National Institute for Data Science in Health and Medicine, Xiamen University, Xiamen, Fujian 361102, China.
School of Informatics, Xiamen University, Xiamen, Fujian 361005, China.
Cell Rep Methods. 2024 Jun 17;4(6):100797. doi: 10.1016/j.crmeth.2024.100797.

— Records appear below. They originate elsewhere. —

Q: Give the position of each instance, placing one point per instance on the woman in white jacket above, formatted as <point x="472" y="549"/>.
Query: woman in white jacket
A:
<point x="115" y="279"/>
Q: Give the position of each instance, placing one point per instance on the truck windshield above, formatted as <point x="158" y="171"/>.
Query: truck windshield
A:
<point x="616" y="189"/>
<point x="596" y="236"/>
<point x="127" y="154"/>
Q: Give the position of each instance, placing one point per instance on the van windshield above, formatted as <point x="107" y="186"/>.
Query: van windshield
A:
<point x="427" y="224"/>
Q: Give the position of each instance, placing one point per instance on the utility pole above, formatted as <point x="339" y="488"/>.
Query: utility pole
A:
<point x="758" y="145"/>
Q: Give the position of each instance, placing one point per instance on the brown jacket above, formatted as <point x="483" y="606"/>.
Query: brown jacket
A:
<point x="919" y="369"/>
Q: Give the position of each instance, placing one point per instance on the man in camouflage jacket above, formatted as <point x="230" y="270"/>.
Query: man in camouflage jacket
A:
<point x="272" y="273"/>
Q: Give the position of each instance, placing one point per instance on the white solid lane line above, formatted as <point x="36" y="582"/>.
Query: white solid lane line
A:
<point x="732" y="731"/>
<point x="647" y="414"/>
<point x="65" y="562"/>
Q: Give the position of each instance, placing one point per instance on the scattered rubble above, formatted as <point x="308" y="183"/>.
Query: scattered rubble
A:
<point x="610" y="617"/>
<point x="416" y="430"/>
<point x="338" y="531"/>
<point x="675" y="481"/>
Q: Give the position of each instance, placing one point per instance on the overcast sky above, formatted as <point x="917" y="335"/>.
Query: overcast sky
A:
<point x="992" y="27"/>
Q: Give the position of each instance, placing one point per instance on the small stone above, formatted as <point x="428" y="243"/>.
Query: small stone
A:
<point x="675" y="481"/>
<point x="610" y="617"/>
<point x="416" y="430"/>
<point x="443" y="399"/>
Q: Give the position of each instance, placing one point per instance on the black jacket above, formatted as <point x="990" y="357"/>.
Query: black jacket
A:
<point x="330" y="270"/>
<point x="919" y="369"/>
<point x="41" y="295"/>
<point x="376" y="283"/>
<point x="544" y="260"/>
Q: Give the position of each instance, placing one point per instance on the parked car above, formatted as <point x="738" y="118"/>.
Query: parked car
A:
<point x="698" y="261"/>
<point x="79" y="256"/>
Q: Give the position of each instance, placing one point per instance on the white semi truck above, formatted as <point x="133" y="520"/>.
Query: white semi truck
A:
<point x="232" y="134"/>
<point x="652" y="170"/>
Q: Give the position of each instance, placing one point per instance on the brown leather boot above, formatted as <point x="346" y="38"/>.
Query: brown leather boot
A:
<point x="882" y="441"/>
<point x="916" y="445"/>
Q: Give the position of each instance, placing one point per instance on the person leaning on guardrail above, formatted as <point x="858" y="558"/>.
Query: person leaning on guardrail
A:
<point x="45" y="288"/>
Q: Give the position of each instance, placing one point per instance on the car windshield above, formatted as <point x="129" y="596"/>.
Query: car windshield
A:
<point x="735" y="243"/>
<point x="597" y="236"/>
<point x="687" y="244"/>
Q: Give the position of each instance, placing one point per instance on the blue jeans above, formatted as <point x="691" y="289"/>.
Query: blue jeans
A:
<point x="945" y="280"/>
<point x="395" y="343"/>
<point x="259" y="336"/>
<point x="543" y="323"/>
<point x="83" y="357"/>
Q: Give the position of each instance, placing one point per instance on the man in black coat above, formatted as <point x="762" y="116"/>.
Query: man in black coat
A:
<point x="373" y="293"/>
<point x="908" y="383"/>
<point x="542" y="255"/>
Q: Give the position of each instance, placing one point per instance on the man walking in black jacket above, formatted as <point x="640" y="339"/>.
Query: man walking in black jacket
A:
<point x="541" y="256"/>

Cancer of unknown primary (CUP) represents metastatic cancer where the primary site remains unidentified despite standard diagnostic procedures. To determine the tumor origin in such cases, we developed BPformer, a deep learning method integrating the transformer model with prior knowledge of biological pathways. Trained on transcriptomes from 10,410 primary tumors across 32 cancer types, BPformer achieved remarkable accuracy rates of 94%, 92%, and 89% in primary tumors and primary and metastatic sites of metastatic tumors, respectively, surpassing existing methods. Additionally, BPformer was validated in a retrospective study, demonstrating consistency with tumor sites diagnosed through immunohistochemistry and histopathology. Furthermore, BPformer was able to rank pathways based on their contribution to tumor origin identification, which helped to classify oncogenic signaling pathways into those that are highly conservative among different cancers versus those that are highly variable depending on their origins.
原发灶不明癌(CUP)代表转移性癌症,尽管经过标准诊断程序,原发灶仍未确定。为了确定此类情况下的肿瘤起源,我们开发了 BPformer,这是一种将转换器模型与生物途径的先验知识相结合的深度学习方法。在跨越 32 种癌症类型的 10410 个原发肿瘤的转录组上进行训练后,BPformer 在原发肿瘤和转移性肿瘤的原发和转移部位的准确率分别达到了 94%、92%和 89%,超过了现有方法。此外,BPformer 在回顾性研究中得到了验证,与通过免疫组织化学和组织病理学诊断的肿瘤部位具有一致性。此外,BPformer 还能够根据其对肿瘤起源识别的贡献对途径进行排序,这有助于将致癌信号通路分为在不同癌症中高度保守的通路和根据起源高度变化的通路。